It’s the end of another school year and now that your kids have cleaned out their desks and brought it all home, you have a mountain of old schoolwork to deal with. Even if you only have one child, 13 year’s worth of art projects, essays and report cards could easily take over your home. So how do you preserve a record of their accomplishments and still keep some living space?
My solution was to purchase a Rubbermaid Roughneck Tote (14- or 18-gallon size) for each of my children as they started school. Whenever they bring something home from school that they want to keep it goes in the bin. If it doesn’t fit in the bin, it doesn’t get kept. We can photograph it and put a picture of it in if it’s too big—or if it’s something that isn’t preservable (like art projects made out of food). I do keep all semester report cards and significant honors. When school is out for the year, we pull out the boxes and they have the opportunity to sort through their boxes and choose what to keep and what to toss.
And yes, it is ONE box per child for all 13 years of school. This encourages them as they get older to keep only what they find really significant.
While I do have veto power over anything they want to throw away, I have almost never exercised it in the 20 years I’ve been at this.

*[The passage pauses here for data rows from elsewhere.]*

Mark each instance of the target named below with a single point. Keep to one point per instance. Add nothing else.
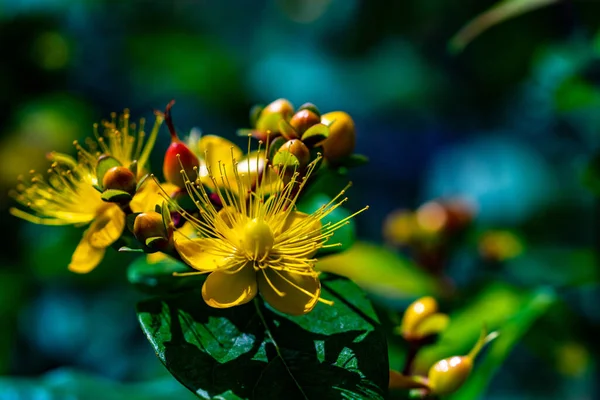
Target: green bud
(303, 120)
(448, 375)
(119, 178)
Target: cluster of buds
(420, 323)
(296, 136)
(430, 231)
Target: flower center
(258, 238)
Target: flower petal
(107, 227)
(298, 294)
(223, 289)
(150, 195)
(86, 257)
(201, 254)
(214, 149)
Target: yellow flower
(67, 195)
(213, 149)
(256, 242)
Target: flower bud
(303, 120)
(178, 157)
(448, 375)
(149, 228)
(119, 178)
(416, 313)
(281, 106)
(342, 135)
(298, 150)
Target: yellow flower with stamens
(211, 149)
(67, 195)
(258, 242)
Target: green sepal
(116, 196)
(310, 107)
(286, 158)
(315, 135)
(287, 130)
(105, 162)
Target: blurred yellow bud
(303, 120)
(281, 106)
(342, 135)
(449, 374)
(421, 319)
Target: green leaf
(345, 235)
(105, 162)
(286, 158)
(157, 277)
(130, 220)
(253, 352)
(115, 196)
(315, 135)
(352, 161)
(501, 11)
(534, 306)
(494, 307)
(380, 271)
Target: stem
(413, 350)
(169, 121)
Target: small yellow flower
(257, 242)
(67, 195)
(213, 149)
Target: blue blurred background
(509, 124)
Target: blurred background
(482, 170)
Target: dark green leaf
(253, 352)
(156, 277)
(533, 307)
(70, 384)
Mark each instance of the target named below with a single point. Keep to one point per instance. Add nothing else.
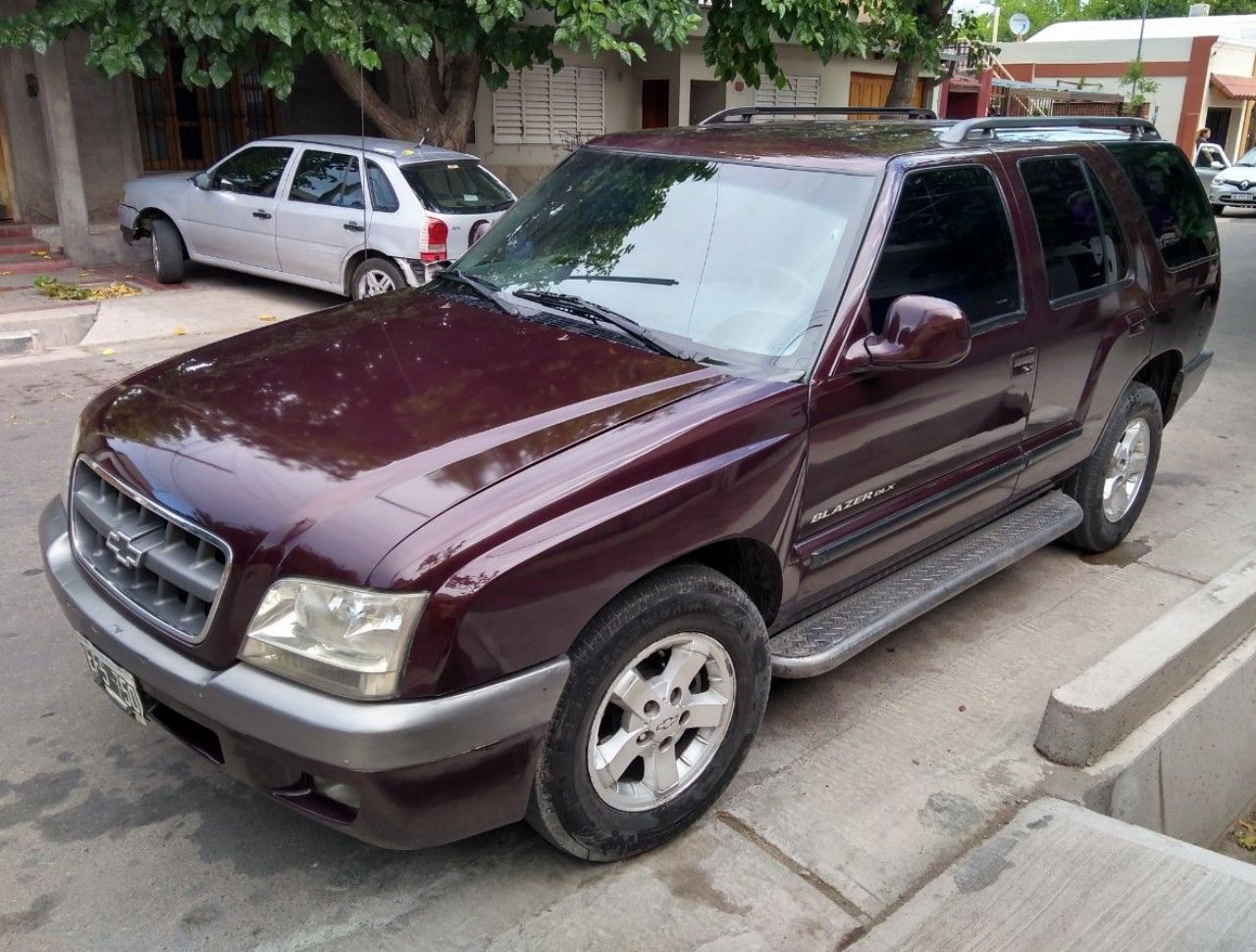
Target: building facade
(70, 137)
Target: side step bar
(824, 641)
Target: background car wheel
(667, 688)
(376, 277)
(1113, 483)
(167, 251)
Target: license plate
(118, 683)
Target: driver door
(898, 456)
(234, 218)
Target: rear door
(463, 194)
(323, 215)
(234, 219)
(900, 456)
(1091, 301)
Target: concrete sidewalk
(1060, 878)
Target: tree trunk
(902, 89)
(443, 92)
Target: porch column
(58, 112)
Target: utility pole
(1138, 57)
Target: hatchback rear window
(1172, 197)
(456, 187)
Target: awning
(1234, 86)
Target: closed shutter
(802, 90)
(542, 107)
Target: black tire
(167, 251)
(359, 282)
(1098, 531)
(565, 807)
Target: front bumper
(425, 771)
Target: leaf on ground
(1245, 834)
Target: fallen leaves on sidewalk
(1245, 834)
(67, 291)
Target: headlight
(345, 641)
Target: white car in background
(294, 209)
(1234, 185)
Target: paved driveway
(862, 784)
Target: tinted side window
(1081, 246)
(255, 171)
(949, 238)
(382, 194)
(327, 179)
(1172, 197)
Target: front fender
(519, 570)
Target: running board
(826, 639)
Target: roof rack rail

I have friends who photograph or scan all their kids’ school papers and projects and then throw away all the originals, but I prefer to keep the real thing. As digital as I am, I do not believe in a paperless history. There is something about holding in your hands an actual piece of your parents’ or grandparents’ history, a sample of their handwriting or a picture they painted. (Remember, I am also the person who believes you should be printing out those photos and not letting them languish on your hard drive). But digitizing their memories is another option and will certainly save you space.